Merck offers one of the broadest portfolios of materials and material-related tools and equipment for the semiconductor industry. With its system know-how, the Electronics business sector is driving the convergence of optics and semiconductors to meet the demands of next-generation technologies for advanced chip systems. These tools are crucial for highly accurate wafer measurements, enabling process control and defect detection to enhance production yields and accelerate time-to-market. Merck's integrated semiconductor solutions are enabling faster, smarter and more energy-efficient devices.

Positioning Merck for evolving markets and future growth opportunities

Against a dynamic market backdrop, Merck is sharpening its strategic direction to strengthen resilience and capture future growth opportunities. Building on its established positions across attractive markets and along the value chain, the company is continuing to align its portfolio, innovation priorities and operating model with areas of highest long-term value creation. This includes the continued development of differentiated, high-growth businesses and a stronger focus on integrated solutions across customer processes. It includes the increased use of platformed capabilities and AI to enhance speed, scalability and execution across the enterprise, and a disciplined approach to external innovation through partnerships, in-licensing and selective acquisitions. Through this approach, Merck aims to further strengthen its competitive position while advancing the foundations for sustainable, profitable growth over time. At the same time, the company confirms its mid-term guidance, while the multi-year measures outlined today are expected to be implemented progressively and to strengthen the foundation for higher long-term growth while sustaining attractive margins.

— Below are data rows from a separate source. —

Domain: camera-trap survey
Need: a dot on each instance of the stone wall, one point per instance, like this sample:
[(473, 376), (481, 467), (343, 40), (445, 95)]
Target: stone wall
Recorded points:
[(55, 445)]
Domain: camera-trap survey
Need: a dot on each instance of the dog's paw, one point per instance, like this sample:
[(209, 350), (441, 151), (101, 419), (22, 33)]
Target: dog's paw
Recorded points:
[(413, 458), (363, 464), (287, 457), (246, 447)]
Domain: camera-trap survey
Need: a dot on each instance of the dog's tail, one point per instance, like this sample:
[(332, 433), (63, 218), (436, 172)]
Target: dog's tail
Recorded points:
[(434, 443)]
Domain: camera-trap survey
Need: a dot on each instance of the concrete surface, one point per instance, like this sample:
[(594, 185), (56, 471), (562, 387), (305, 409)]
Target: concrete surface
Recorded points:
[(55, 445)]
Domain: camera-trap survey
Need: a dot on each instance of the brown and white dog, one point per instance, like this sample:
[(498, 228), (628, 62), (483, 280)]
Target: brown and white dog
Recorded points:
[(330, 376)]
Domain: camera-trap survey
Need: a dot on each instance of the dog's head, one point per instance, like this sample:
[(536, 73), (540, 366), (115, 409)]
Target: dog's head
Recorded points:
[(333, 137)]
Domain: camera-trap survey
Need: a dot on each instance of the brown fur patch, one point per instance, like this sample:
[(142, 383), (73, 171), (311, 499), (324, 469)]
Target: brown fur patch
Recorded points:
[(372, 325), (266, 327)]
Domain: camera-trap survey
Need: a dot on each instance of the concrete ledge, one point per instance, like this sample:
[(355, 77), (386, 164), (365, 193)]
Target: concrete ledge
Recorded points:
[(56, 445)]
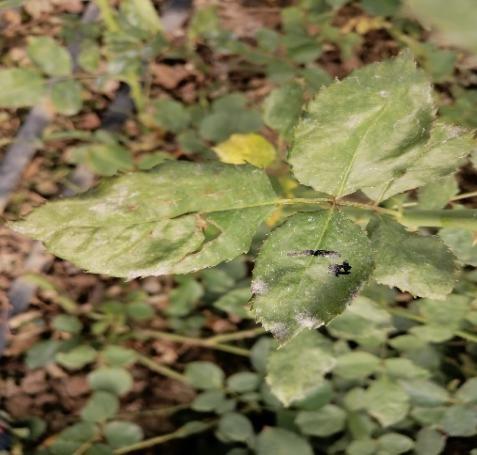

Kai Beckmann, Chairman of the Executive Board and Group CEO of Merck, said: “Merck is operating from a position of strength, building on more than 350 years of science-driven innovation. Our unique expertise in biology, chemistry, and physics enables us to play a leading role in translating the digital world into the real world. From the laboratory to our customers and patients, we are active along the entire industrial value chain. Our strategic direction aims to increase focus across our diversified portfolio, strengthen the company’s innovation engine and enhance the scalability of its operating model. This will enable us to respond to changing market conditions, increase implementation speed, flexibility and scalability, and drive growth and sustainable value over the long term.”

Guidance for 2026

Based on the Group’s performance in the first quarter and current market conditions, Merck has upgraded the target corridors for its full‑year 2026 guidance. The company now expects net sales between € 20.4 billion and € 21.4 billion and EBITDA pre between € 5.7 billion and € 6.1 billion. This adjustment primarily reflects assumptions of stronger momentum in Life Science and Healthcare's resilience in a challenging environment. The guidance assumes no sales of Mavenclad® in the United Sates from May 2026 (previous forecast: from March 2026) amid generic competition and furthermore excludes the potential commercialization of Pergoveris® in the United States.

As a result, the implied organic growth corridor for Group net sales shifts to 0% to +3%. Organic EBITDA pre growth is now expected at –2% to +2%. Merck anticipates foreign exchange effects to impact net sales between –3% to –1%; for EBITDA pre, the range is –5% to –2%. This translates to an EPS pre between € 7.50 and € 8.20. 

At the same time, the company confirms its previous mid-term guidance. Merck targets annual organic sales growth in the mid-single-digit percentage range. For the EBITDA pre margin, the company sees potential for a step-up to approximately 30%, while the multi-year measures outlined today are expected to be implemented progressively and to strengthen the foundation for higher long-term growth while sustaining attractive margins.